Indiana Supreme Court
50 N.E.3d 752 (2016)


On April 10, 2013, after Dee Ward (defendant) dropped off his girlfriend, J.M., at her mother and stepfather’s house. J.M.’s stepfather called 911 to report that J.M. had been beaten. When the paramedic arrived at the scene, she found J.M. lying in the fetal position and crying. J.M.’s body was covered with bruises, and she was in severe pain. When the paramedic asked J.M. what happened, J.M. told the paramedic that Ward had beaten her with a belt. The paramedic transported J.M. to the hospital to be evaluated for internal injuries. In the emergency room, a forensic nurse examined J.M. and took J.M.’s medical history. When the nurse asked J.M. what happened to her, J.M. told the nurse that Ward had struck her with a belt.

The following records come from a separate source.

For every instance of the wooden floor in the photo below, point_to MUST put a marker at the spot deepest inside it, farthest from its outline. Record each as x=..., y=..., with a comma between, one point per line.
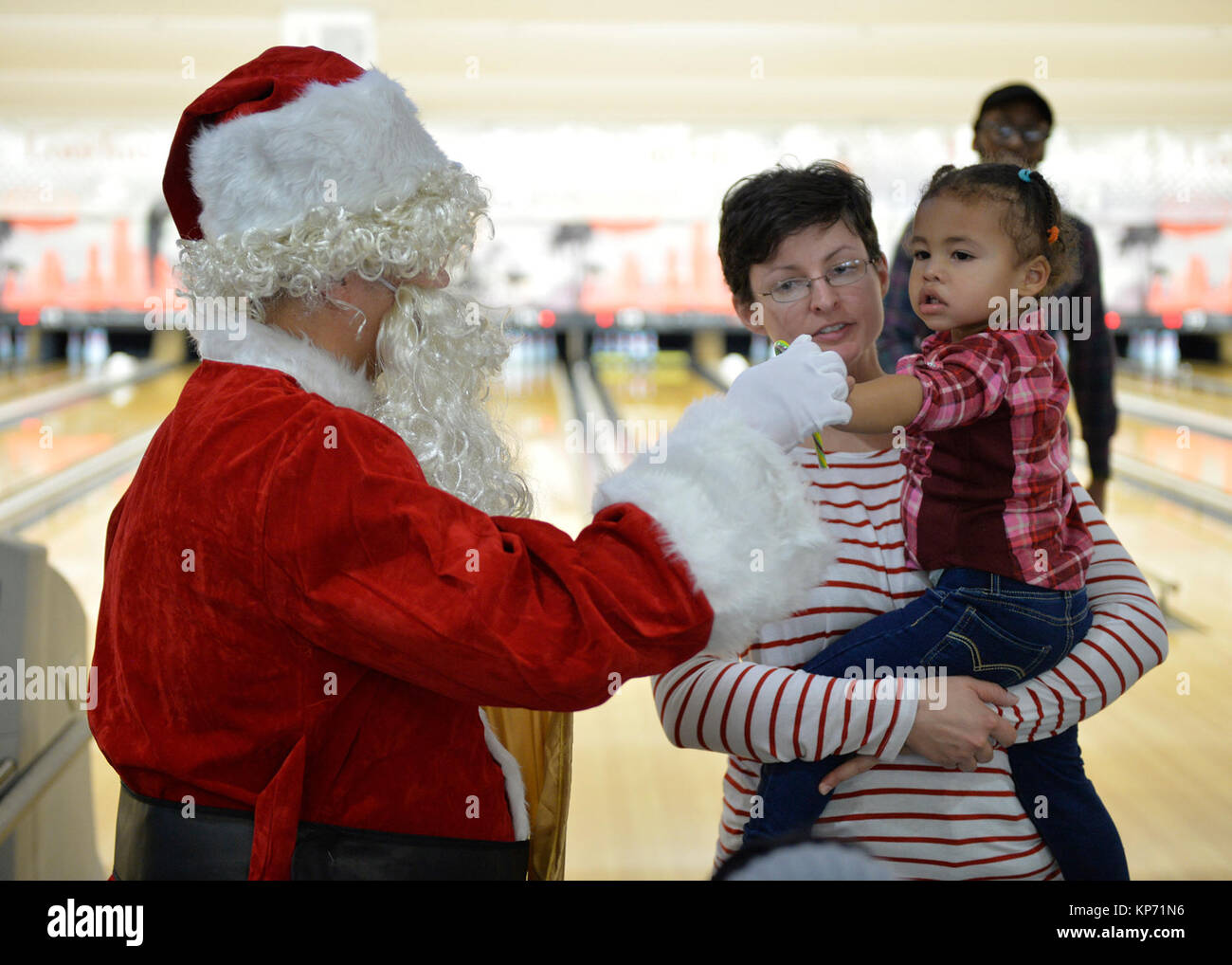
x=644, y=810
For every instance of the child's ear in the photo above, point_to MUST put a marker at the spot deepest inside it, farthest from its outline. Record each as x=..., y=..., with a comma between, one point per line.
x=1035, y=275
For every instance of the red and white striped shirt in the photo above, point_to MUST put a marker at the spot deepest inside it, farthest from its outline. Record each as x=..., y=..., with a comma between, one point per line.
x=929, y=821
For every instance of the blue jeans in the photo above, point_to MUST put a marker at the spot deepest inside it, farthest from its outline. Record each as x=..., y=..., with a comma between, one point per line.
x=993, y=628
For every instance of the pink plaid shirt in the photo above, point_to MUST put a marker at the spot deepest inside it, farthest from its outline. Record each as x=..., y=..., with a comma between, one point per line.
x=987, y=456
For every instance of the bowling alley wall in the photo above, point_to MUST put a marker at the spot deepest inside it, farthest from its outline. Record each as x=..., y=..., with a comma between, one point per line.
x=594, y=221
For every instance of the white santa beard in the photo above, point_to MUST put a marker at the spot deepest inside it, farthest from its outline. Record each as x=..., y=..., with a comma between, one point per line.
x=435, y=362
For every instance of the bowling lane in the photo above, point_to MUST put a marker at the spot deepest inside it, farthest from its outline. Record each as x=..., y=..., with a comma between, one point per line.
x=642, y=809
x=660, y=390
x=1203, y=386
x=24, y=380
x=50, y=442
x=1178, y=447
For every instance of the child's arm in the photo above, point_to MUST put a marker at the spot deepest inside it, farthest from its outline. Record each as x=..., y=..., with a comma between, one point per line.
x=883, y=403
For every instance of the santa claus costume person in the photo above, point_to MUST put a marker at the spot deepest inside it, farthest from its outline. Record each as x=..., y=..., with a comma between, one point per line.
x=324, y=566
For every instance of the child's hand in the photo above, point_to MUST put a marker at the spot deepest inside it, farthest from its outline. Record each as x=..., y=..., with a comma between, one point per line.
x=858, y=764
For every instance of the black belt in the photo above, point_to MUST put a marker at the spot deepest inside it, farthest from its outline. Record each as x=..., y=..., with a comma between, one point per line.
x=154, y=842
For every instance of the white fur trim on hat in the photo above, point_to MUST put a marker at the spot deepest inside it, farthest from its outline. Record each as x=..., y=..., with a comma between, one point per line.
x=356, y=146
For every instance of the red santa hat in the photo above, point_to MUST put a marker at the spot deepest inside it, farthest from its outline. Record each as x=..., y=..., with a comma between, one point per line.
x=295, y=130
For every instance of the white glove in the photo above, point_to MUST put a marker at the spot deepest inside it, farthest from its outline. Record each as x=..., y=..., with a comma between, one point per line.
x=792, y=394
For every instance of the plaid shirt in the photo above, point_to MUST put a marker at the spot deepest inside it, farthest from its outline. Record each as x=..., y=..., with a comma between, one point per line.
x=1091, y=360
x=986, y=460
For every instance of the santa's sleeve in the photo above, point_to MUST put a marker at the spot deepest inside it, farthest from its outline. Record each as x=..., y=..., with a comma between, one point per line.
x=1128, y=637
x=366, y=559
x=735, y=510
x=774, y=714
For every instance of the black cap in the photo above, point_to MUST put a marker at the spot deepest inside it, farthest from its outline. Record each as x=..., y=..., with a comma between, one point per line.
x=1015, y=94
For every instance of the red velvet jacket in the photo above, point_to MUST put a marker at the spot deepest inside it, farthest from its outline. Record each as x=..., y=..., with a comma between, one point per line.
x=295, y=623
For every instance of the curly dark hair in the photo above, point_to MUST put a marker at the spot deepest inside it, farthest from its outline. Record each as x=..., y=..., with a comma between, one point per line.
x=760, y=210
x=1031, y=210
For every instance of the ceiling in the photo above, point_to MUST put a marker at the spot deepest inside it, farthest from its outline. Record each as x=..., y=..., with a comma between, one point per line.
x=1100, y=62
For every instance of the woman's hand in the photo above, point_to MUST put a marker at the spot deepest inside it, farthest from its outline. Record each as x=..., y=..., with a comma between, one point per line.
x=960, y=732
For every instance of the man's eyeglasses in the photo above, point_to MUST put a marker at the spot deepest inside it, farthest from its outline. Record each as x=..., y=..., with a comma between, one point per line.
x=792, y=290
x=1006, y=134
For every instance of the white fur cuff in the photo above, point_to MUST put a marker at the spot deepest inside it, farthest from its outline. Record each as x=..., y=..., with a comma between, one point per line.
x=737, y=512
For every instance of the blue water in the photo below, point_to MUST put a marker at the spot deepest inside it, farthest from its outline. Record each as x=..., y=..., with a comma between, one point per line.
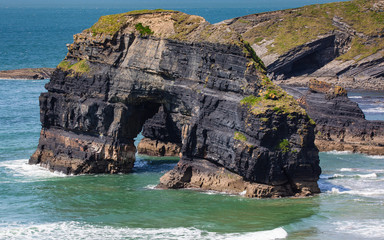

The nurse took precautions to make sure that J.M. would be discharged to a safe location. The nurse also gave J.M. referrals to domestic-violence support organizations and recommended counseling. Ward was charged with battering J.M. When J.M. failed to appear for depositions or testify at trial, the State of Indiana (plaintiff) introduced J.M.’s statements to the paramedic and nurse into evidence. The paramedic explained during testimony that she asked J.M. what happened and who hurt her so that the paramedic could properly treat J.M. and determine whether she was in further danger from her attacker. The nurse testified that the hospital’s violence-victim-treatment protocol required the nurse to determine who caused the injuries and how they occurred, as well as to formulate a plan for J.M.’s continued safety after discharge. Ward objected to the introduction of J.M.’s statements, arguing that they were testimonial hearsay that violated his constitutional rights to confront the witnesses against him. The trial court admitted the statements over Ward’s objection. Ward was convicted, and he appealed.